Se l’utente si trovasse a visitare, utilizzando un qualunque browser, un sito web che sta utilizzando un certificato digitale “fasullo” – generato sfruttando vulnerabilità di MD5 – non otterrebbe alcun messaggio di allerta e riterrebbe erroneamente sicura la connessione.
A titolo esemplificativo, i ricercatori hanno creato un falso certificato digitale emesso da un’altrettanto fasulla “certification authority” (CA). Il certificato, ritenuto valido da tutti i principali browser web, avrebbe potuto permettere ai ricercatori di “impersonificare” qualunque altro sito che utilizzasse il protocollo HTTPS, compresi quelli di banche ed e-commerce.
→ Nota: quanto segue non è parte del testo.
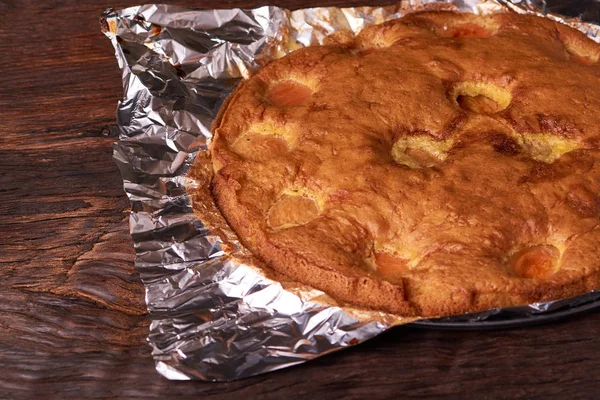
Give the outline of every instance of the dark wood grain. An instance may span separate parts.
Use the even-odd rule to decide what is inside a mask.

L’attacco si basa su una debolezza dell’algoritmo di hashing MD5 che permette di costruire differenti messaggi aventi lo stesso hash MD5 (“collisione”). Come spiegano Sotirov, Stevens, Appelbaum, Lenstra, Molnar, Osvik e de Weger, “i precedenti lavori incentrati sullo studio delle collisioni in MD5, tra il 2004 ed il 2007, hanno evidenziato attacchi effettuabili almeno in linea teorica. Il nostro studio evidenzia invece come possa essere sferrata almeno una tipologia di attacco pratico, funzionante in contesti reali“.
“Questa nuova scoperta non incrementa in modo significativo i rischi per gli utenti poiché i ricercatori non hanno pubblicato alcuni dettagli indispensabili per la riproducibilità dell’attacco“, ha commentato Microsoft che fa notare come i vendor di certificati digitali abbiano ormai abbandonato MD5 per passare al più sicuro algoritmo SHA-1.
Purtuttavia, esistono tutt’oggi alcuni servizi che continuano a poggiare su MD5. Gli scopritori della falla, che hanno presentato la scoperta in occasione di una conferenza tenutasi nei giorni scorsi a Berlino, sono infatti riusciti a violare un sito che permette di generare certificati digitali riuscendo ad ottenere certificati falsi.
Anche Mozilla ha voluto dire la sua a proposito della scoperta puntualizzando, in primo luogo, che pur non trattandosi di un attacco rivolto nei confronti dei prodotti dell’azienda si è avviata una collaborazione con i vendor coinvolti affinché possano aggiornare i propri meccanismi per la generazione di certificati digitali.